Aide: Obama won’t ‘tear up the Constitution’
President Obama’s executive actions on immigration reform won’t “tear up the Constitution,” White House communications director Jen Palmieri insisted Thursday amid criticism the president was poised to move in ways he had previously argued were unconstitutional.
{mosads}“The president was right — he’s not a king,” Palmieri said during an interview with MSNBC. “He can’t just pick up the piece of legislation that the advocates and he were pushing for and implement that. So what he has done is asked the Justice Department and Homeland Security to look into see what he can do legally.

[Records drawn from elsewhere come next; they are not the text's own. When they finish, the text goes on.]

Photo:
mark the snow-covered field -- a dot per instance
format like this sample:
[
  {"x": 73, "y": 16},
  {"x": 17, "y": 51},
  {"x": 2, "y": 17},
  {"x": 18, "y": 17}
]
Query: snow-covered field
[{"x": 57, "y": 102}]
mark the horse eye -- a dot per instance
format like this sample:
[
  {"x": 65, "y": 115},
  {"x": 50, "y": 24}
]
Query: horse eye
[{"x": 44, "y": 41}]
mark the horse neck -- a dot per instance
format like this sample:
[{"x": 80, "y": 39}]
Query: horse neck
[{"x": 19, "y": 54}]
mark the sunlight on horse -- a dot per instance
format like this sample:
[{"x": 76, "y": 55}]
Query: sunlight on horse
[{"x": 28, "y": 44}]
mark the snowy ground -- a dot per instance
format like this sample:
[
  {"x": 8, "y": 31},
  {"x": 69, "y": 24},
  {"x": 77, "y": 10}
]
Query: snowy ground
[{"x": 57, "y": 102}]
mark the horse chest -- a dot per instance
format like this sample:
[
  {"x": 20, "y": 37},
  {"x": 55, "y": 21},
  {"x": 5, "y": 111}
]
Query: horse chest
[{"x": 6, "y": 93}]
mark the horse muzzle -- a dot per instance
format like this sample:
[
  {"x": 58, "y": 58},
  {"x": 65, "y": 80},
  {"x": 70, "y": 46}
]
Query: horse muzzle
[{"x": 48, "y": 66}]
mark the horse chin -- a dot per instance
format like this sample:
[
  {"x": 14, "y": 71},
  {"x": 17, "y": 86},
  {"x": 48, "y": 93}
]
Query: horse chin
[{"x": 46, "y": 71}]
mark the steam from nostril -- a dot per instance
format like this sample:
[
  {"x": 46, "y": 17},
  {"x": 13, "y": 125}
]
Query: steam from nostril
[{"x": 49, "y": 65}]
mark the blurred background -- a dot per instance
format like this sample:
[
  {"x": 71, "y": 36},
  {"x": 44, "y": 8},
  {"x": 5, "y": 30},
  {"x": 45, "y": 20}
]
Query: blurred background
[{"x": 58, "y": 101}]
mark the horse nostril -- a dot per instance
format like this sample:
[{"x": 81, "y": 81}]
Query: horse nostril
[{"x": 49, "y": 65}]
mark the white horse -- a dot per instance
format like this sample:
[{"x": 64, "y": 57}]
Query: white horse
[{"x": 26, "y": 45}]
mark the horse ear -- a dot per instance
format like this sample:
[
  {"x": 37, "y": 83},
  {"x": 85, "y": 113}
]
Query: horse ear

And those are the actions that he’s going to take.”
Republicans have seized on the president’s repeated insistence that his abilities to address immigration reform are limited to argue that he will be overstepping his authority when he announces his executive actions in a prime-time address Thursday night.

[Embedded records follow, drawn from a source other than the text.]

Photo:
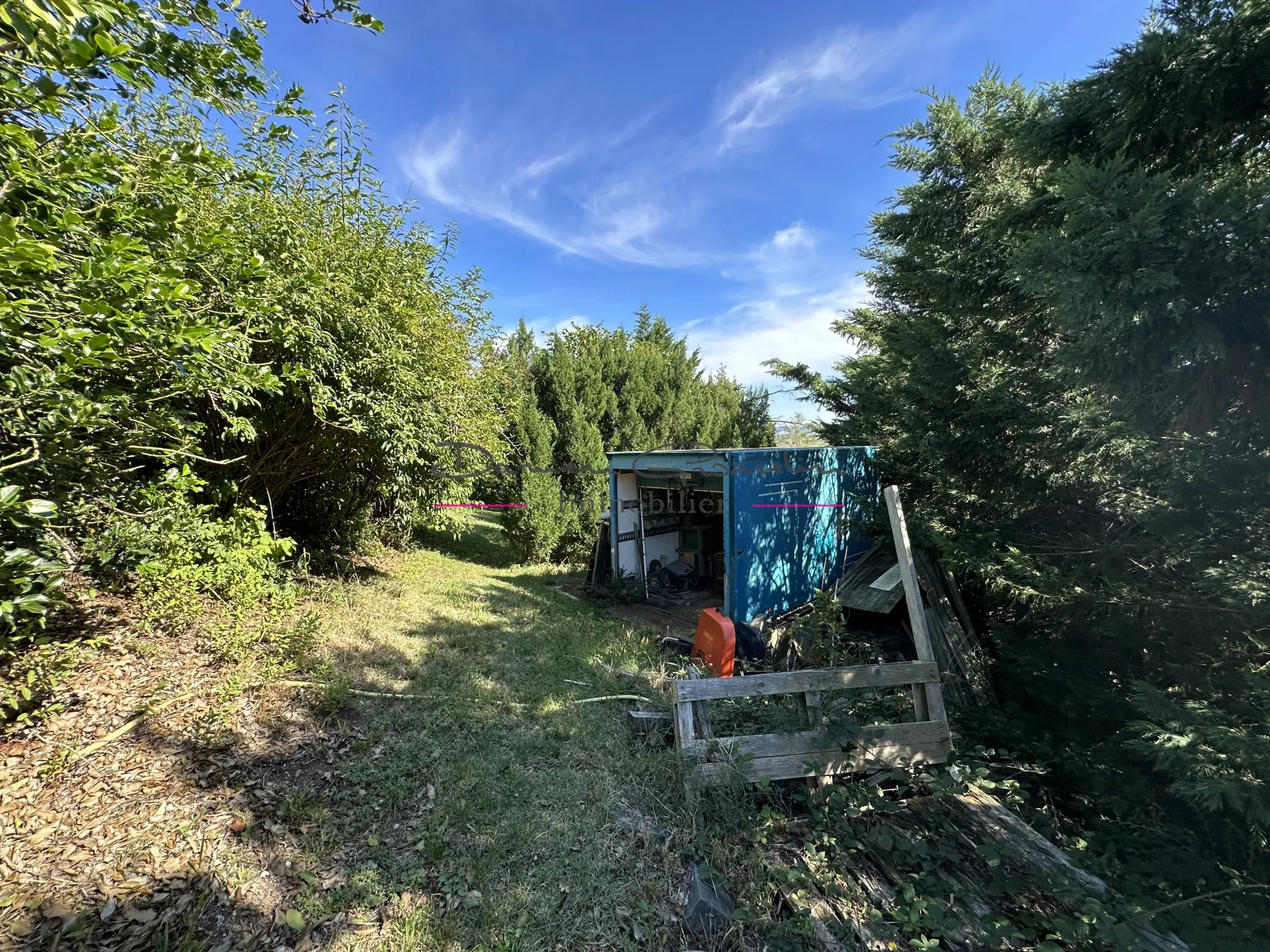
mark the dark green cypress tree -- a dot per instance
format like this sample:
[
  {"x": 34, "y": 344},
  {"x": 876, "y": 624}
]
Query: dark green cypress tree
[
  {"x": 533, "y": 531},
  {"x": 1066, "y": 361}
]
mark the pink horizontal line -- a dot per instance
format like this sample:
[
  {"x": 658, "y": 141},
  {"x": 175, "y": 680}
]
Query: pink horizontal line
[
  {"x": 478, "y": 506},
  {"x": 797, "y": 506}
]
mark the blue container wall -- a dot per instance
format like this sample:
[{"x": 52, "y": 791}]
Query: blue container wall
[{"x": 790, "y": 527}]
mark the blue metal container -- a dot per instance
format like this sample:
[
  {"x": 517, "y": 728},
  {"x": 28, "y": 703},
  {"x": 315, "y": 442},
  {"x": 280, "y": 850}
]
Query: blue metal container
[{"x": 788, "y": 516}]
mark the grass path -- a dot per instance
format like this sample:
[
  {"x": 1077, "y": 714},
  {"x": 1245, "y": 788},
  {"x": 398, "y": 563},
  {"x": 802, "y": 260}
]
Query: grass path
[{"x": 493, "y": 782}]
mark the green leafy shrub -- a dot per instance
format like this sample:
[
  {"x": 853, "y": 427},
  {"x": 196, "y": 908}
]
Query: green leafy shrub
[{"x": 30, "y": 578}]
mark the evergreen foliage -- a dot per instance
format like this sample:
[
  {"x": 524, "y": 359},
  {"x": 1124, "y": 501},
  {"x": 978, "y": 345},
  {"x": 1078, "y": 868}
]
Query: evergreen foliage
[
  {"x": 1066, "y": 363},
  {"x": 590, "y": 391}
]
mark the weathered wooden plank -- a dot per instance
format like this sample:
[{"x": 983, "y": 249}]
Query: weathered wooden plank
[
  {"x": 699, "y": 708},
  {"x": 908, "y": 575},
  {"x": 865, "y": 676},
  {"x": 683, "y": 733},
  {"x": 822, "y": 742},
  {"x": 928, "y": 700},
  {"x": 854, "y": 589},
  {"x": 824, "y": 763}
]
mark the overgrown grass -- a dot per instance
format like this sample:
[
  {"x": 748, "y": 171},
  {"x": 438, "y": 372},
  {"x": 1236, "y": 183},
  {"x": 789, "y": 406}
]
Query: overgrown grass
[{"x": 516, "y": 810}]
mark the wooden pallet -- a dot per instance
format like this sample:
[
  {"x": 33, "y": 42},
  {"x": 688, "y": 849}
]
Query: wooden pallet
[{"x": 814, "y": 752}]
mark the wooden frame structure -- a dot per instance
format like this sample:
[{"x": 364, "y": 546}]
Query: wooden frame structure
[{"x": 813, "y": 752}]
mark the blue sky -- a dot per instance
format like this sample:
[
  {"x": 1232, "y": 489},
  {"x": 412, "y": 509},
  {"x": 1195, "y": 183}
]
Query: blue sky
[{"x": 714, "y": 161}]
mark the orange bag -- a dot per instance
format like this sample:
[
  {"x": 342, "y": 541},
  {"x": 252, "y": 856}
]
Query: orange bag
[{"x": 716, "y": 641}]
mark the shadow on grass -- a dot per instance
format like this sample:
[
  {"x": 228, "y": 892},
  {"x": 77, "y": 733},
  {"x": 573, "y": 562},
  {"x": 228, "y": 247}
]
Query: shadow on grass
[
  {"x": 482, "y": 542},
  {"x": 489, "y": 792}
]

Obama is expected to unveil a program that allows millions of illegal immigrants who have been in the country for at least 5 years and have familial ties to U.S. citizens and no criminal record to defer deportations and receive a work permit. The president is also expected to broaden eligibility for a program for illegal immigrants brought to the United States as children, and expand the number of visas issues to skilled high-tech workers and their families.

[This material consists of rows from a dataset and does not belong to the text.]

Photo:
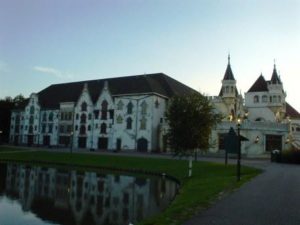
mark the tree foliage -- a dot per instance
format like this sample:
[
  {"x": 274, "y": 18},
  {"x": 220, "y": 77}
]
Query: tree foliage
[
  {"x": 6, "y": 105},
  {"x": 191, "y": 118}
]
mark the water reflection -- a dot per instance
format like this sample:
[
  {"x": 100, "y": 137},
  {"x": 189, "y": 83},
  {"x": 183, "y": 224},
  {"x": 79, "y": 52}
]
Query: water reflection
[{"x": 72, "y": 197}]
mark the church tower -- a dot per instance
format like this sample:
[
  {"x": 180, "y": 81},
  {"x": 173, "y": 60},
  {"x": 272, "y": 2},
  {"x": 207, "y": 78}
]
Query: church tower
[
  {"x": 276, "y": 95},
  {"x": 229, "y": 93}
]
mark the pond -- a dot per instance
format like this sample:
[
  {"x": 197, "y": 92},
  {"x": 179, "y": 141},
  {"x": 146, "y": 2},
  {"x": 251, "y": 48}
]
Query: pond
[{"x": 38, "y": 195}]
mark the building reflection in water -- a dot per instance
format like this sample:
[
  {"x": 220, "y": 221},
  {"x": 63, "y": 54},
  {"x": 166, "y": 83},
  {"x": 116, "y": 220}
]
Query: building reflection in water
[{"x": 72, "y": 197}]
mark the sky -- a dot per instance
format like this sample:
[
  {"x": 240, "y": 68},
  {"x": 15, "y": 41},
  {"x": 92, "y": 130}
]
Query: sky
[{"x": 43, "y": 42}]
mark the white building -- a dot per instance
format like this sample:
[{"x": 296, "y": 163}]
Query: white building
[
  {"x": 268, "y": 121},
  {"x": 114, "y": 114}
]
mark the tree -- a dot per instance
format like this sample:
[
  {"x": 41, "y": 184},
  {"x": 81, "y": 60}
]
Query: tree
[
  {"x": 6, "y": 105},
  {"x": 191, "y": 118}
]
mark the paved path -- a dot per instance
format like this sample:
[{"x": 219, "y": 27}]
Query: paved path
[{"x": 272, "y": 198}]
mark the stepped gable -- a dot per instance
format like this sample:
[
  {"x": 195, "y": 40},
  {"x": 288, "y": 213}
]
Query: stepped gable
[
  {"x": 158, "y": 83},
  {"x": 260, "y": 85},
  {"x": 291, "y": 111}
]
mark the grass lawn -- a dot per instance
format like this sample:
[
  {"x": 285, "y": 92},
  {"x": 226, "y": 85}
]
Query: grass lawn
[{"x": 208, "y": 183}]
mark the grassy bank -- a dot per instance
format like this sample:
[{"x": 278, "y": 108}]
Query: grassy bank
[{"x": 208, "y": 183}]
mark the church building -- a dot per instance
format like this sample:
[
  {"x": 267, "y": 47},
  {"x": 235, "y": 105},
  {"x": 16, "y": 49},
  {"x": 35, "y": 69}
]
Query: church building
[
  {"x": 123, "y": 113},
  {"x": 268, "y": 122}
]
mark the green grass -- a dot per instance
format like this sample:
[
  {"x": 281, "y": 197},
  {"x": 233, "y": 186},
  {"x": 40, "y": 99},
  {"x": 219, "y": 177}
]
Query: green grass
[{"x": 209, "y": 182}]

In 2012, Obama said he had “done everything that I can on my own” to address immigration. And a year later, he said “broadening” the deferred action program would mean “essentially I would be ignoring the law in a way that I think would be very difficult to defend legally” and was “not an option.”
“If ‘Emperor Obama’ ignores the American people and announces an amnesty plan that he himself has said over and over again exceeds his Constitutional authority, he will cement his legacy of lawlessness and ruin the chances for Congressional action on this issue — and many others,” Speaker John Boehner’s (R-Ohio) spokesman Michael Steel said in a statement.
But Palmieri said the White House would provide “all the legal justification to show” that the president’s actions were legal and said the executive order “doesn’t tear up the Constitution.”
“We’re not concerned about that,” she said. “The president will announce what he’s doing tonight and will explain, and people can look at the legal justification and make that determination.”
She added that Congress had “free will” to act on its own, and that the White House would welcome a legislative solution.
“This is not the way we want to proceed,” she said. “It’s not solving the problem permanently.”